In January 2025, Mosaic ATM conducted a flight trial of a novel method of managing aircraft using a rule-based system to sequence and space aircraft arriving at a common waypoint—without using centralized control.  The idea is part of a larger NASA-sponsored project involving Digital Flight.  Digital Flight is a forward-looking concept being investigated in NASA’s Transformative Aeronautics Concepts Program.  It envisions a future where aviation systems are digitally integrated, highly automated, and interoperable across airspace, operators, service providers, and use cases.  The goal is to revolutionize how flights are planned, executed, and managed, using digital technologies to increase efficiency, safety, and environmental performance.

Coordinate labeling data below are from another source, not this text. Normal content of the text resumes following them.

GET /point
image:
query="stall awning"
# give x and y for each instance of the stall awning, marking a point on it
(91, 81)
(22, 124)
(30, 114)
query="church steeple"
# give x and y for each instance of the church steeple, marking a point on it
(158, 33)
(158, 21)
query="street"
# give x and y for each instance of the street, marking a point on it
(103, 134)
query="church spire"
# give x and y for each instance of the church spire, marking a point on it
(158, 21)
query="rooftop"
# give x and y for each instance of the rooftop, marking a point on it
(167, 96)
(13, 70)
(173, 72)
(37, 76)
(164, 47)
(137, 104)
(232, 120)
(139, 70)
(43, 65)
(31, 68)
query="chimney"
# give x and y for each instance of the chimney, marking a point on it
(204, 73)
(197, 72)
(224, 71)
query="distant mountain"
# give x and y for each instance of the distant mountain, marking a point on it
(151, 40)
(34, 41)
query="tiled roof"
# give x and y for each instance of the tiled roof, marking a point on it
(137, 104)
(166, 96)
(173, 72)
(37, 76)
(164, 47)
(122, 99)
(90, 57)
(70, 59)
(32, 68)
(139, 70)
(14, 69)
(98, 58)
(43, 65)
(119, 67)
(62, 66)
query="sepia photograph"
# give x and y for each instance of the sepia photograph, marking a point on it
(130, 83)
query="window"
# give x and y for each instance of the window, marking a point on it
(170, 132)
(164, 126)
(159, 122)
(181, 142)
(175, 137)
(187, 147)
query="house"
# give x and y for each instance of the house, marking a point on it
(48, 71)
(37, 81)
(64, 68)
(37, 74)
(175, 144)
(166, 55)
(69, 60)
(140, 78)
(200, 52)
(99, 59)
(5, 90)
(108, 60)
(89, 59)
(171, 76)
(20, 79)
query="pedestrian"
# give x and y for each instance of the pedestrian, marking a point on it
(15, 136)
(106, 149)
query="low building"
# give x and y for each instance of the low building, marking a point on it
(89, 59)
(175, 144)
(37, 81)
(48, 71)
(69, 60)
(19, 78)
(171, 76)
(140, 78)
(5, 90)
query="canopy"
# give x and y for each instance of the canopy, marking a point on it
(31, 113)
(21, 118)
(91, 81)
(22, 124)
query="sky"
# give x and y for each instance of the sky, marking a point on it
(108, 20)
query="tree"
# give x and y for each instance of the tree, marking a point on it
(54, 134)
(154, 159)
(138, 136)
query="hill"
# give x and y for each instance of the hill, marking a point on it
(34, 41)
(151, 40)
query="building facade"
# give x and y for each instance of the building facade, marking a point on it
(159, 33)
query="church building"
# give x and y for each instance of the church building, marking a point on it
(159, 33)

The live flight test conducted by Mosaic ATM demonstrated a key concept of Digital Flight called rule-based aircraft sequencing, where a simple set of rules that are independently and simultaneously executed by different flights sharing a common waypoint is determined to be sufficient to self-organize in their approach to the waypoint.  The set of rules was developed by NASA’s Digital Flight team in conjunction with Mosaic ATM researchers and first tested in a fast-time simulation and a Hardware-in-the-Loop environment before being flight tested in airspace north of Burlington, Vermont in January.

The test consisted of one live aircraft flown by AdvAero Ltd., two virtual aircraft managed by a Mosaic engineer, and the Cloud Flight Management System (CFMS) that ran the rule base for each flight.  CFMS, separately developed by Mosaic through NASA sponsorship over many years, contains a digital twin of each aircraft’s Flight Management System.  Each aircraft is connected to a separate CFMS instance, and the CFMS instances communicate with each other through secure internet protocol connections.  Each CFMS communicated with its “ownship”  through an air-to-ground communications platform, in this case provided by the GoGo network.

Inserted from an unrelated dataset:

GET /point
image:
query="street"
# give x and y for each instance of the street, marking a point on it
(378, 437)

The Mosaic-led team that conducted the live flight test north of Burlington, VT in January 2025. From left, Andy Lacher (NASA), Kerry Doherty (AdvAero), John Maris (AdvAero Pilot in Command), Paul Vajda (AdvAero co-pilot), Fred Wieland (Mosaic ATM Principal Investigator), Matt Grochowalski (GE Aviation Systems), David Wing (NASA), and Puthy Soupin (AdvAero).

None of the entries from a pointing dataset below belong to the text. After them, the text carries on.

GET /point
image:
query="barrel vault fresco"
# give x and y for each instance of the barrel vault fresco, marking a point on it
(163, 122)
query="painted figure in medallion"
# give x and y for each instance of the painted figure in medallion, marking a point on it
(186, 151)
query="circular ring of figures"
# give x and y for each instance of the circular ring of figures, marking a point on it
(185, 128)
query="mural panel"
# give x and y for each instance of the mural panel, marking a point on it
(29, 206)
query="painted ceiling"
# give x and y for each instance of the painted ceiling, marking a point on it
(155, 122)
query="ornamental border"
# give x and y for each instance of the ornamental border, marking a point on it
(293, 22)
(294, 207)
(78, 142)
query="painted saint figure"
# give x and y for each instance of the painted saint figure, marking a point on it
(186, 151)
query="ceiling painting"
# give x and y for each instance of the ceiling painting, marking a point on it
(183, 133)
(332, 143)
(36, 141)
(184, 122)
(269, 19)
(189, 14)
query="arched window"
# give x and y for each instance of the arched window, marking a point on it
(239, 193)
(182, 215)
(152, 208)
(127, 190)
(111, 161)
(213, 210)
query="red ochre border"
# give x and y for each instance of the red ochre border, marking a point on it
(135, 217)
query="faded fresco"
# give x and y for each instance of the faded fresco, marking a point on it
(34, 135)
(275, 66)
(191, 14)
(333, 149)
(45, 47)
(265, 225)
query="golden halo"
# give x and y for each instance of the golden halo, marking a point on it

The rule based aircraft sequencing test consisted of three passes of the live and virtual flights from their starting waypoints (different for each flight) to a common coordination waypoint.  An extensive set of metrics gathered through telemetry allowed the team to assess the effectiveness of the rule set to safely coordinate and sequence aircraft through the common waypoint.  Of the three passes, the first one had inadequate air-ground communication, while the second and third provided valuable data.